The prisoners confined in Easton jail, were committed by an Officer who had the charge of conducting a party to Valley forge, for mutinous conduct and attempting to escape, as he reported to me.10 If they could be employed at philadelphia or about the River defences, it would be the best way of disposing of them. To bring them to the Army—would be to afford them an opportunity of deserting with their arms and cloathing—and perhaps of seducing many others. I have the Honor &c.


Df, in Robert Hanson Harrison’s writing, DLC:GW; Varick transcript, DLC:GW.

1The board’s letters to GW of 5 and 7 Sept. have not been found. According to the board’s report to Congress on clothing, 5 Oct., the letter of 5 Sept. was “giving him the state of our cloathing, & making some proposals for the regular & economical distribution of it” (DNA:PCC, item 147). The preceding Sunday was 13 September.

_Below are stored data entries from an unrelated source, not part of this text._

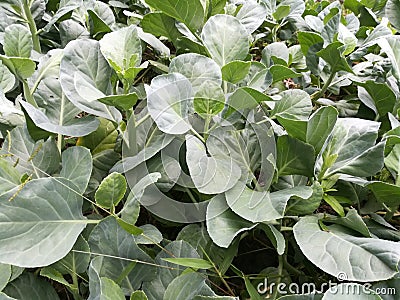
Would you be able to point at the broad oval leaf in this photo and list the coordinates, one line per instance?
(77, 165)
(155, 289)
(187, 286)
(293, 105)
(190, 12)
(226, 39)
(262, 206)
(336, 252)
(28, 286)
(168, 99)
(223, 225)
(195, 263)
(74, 128)
(7, 79)
(392, 12)
(111, 190)
(197, 68)
(123, 50)
(210, 175)
(252, 15)
(17, 41)
(41, 223)
(121, 253)
(351, 149)
(85, 77)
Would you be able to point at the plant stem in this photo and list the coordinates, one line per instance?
(27, 94)
(32, 26)
(59, 142)
(197, 135)
(75, 282)
(319, 94)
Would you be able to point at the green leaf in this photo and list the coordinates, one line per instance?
(36, 159)
(294, 105)
(131, 210)
(382, 96)
(187, 286)
(168, 100)
(262, 206)
(335, 204)
(254, 294)
(111, 190)
(122, 257)
(132, 229)
(210, 175)
(333, 56)
(246, 98)
(235, 71)
(226, 39)
(102, 287)
(392, 12)
(252, 15)
(110, 290)
(160, 24)
(155, 289)
(195, 263)
(7, 79)
(294, 157)
(352, 220)
(197, 68)
(122, 102)
(76, 261)
(77, 165)
(280, 73)
(209, 99)
(138, 295)
(29, 286)
(123, 50)
(21, 67)
(276, 237)
(298, 206)
(158, 142)
(391, 45)
(360, 259)
(385, 193)
(320, 126)
(65, 8)
(104, 138)
(9, 176)
(69, 126)
(150, 235)
(198, 237)
(5, 297)
(190, 12)
(392, 161)
(223, 225)
(352, 291)
(5, 275)
(311, 43)
(85, 78)
(282, 11)
(17, 41)
(99, 26)
(29, 228)
(351, 149)
(54, 275)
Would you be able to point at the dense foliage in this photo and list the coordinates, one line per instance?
(199, 149)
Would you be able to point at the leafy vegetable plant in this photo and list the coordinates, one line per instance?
(199, 149)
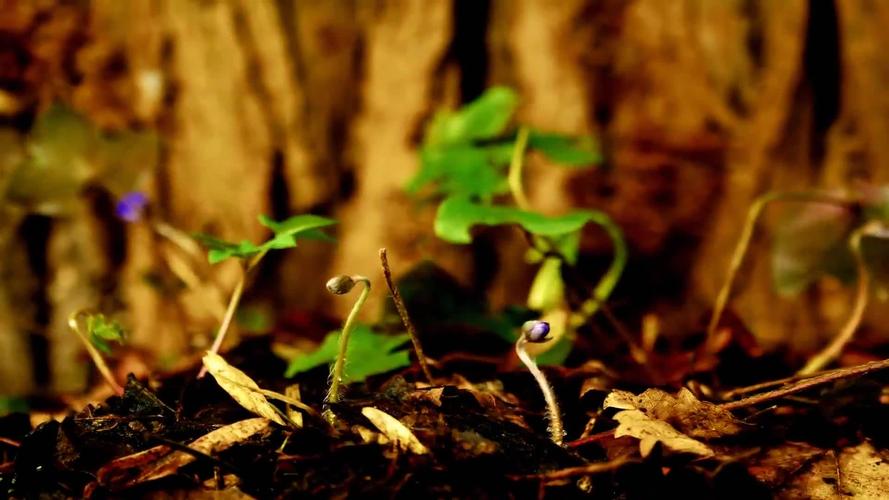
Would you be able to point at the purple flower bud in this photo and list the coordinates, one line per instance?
(535, 331)
(131, 206)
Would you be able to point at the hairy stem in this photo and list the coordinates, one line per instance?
(233, 303)
(516, 165)
(405, 319)
(557, 432)
(737, 259)
(833, 350)
(98, 360)
(336, 374)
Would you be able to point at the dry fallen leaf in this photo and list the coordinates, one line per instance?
(158, 462)
(650, 431)
(697, 419)
(393, 429)
(859, 472)
(241, 387)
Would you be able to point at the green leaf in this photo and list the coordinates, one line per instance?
(368, 354)
(461, 170)
(811, 242)
(102, 331)
(456, 216)
(483, 118)
(582, 151)
(296, 225)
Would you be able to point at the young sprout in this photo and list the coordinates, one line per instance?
(341, 285)
(98, 328)
(536, 332)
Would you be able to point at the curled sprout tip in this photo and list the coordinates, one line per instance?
(340, 285)
(536, 331)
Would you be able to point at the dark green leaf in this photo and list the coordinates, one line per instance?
(102, 331)
(456, 216)
(368, 354)
(811, 242)
(483, 118)
(566, 150)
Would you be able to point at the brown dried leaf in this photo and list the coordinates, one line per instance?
(697, 419)
(241, 387)
(649, 431)
(157, 462)
(393, 429)
(859, 472)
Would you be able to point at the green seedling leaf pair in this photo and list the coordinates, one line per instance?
(466, 152)
(285, 235)
(368, 353)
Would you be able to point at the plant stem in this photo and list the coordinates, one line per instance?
(737, 259)
(98, 360)
(557, 432)
(833, 350)
(515, 169)
(405, 319)
(825, 378)
(232, 307)
(336, 375)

2Harrison wrote a sentence here that was later stricken from the draft: “Your letters to Messrs Otis and Andrews & to Mr Fletcher contain very useful and ⟨material⟩ directions—and my only concern is that the Board did not take the matter up a little sooner.”

5In the board’s report on clothing of 5 Oct., they wrote that in consequence of the preceding passage, “we on the 22d directed them [Otis & Andrews] to purchase 10,000 hats[,] 30,000 pr hose[,] 20,000 pr shoes including the former orders. … The 5000 blankets before ordered we judged sufficient” (DNA:PCC, item 147).

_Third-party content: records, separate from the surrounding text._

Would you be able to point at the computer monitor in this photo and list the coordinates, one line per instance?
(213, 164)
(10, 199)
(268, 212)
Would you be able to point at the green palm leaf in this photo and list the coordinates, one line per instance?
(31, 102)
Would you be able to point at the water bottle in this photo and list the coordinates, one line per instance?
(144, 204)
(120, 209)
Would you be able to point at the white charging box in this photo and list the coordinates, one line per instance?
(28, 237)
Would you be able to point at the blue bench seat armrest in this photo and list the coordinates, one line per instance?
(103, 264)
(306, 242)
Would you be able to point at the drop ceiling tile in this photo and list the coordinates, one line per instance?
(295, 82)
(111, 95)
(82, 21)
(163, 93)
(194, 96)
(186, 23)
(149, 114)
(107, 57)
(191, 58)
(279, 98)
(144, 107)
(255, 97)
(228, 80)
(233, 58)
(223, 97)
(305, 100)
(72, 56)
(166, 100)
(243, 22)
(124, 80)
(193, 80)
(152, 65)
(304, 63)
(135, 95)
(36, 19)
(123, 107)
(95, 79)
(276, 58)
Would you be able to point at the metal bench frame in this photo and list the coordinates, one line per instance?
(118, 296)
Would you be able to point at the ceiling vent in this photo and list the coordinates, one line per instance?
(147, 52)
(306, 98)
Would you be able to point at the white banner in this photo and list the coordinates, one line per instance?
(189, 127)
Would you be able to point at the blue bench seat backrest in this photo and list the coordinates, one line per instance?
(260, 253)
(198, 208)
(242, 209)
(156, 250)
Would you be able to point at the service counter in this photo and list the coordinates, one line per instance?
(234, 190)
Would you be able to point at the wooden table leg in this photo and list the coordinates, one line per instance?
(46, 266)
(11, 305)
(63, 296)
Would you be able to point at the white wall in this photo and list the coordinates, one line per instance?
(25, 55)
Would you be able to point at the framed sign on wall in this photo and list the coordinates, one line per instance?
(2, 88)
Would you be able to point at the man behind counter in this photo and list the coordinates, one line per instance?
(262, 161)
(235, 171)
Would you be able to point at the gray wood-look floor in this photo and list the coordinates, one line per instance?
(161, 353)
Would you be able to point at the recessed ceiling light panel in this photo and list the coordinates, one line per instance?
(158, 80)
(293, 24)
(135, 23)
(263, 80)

6At this point on the draft, Harrison continued with text that was struck out: “yet I am not certain of the operation it may have on the minds of the soldiery as they will consider both their property.”

7The board on 22 Sept. ordered Otis & Andrews to purchase 20,000 pairs of mittens (Board of War report to Congress on clothing, 5 Oct., DNA:PCC, item 147).

8These items have not been identified.

9Harrison’s draft continued at this point with text that was stricken: “Hence there arises a sort of unconsequential feeling—a want of proper pride—an indifference to the service—and in fine a disposition, at least, to resign his Commission. I will not enlarge upon this Head—or the propriety of Cloathing and the enormous charges which attend the getting it, If Cloathing could be furnished them in an easy way & on tolerable terms, I am certain, the public would derive advantages from it. I have the Honor &c. Go: Washington.”

10GW was probably referring to the imprisonment in April of men being marched to the main army by Col. David Henley (see GW to Heath, 29 April).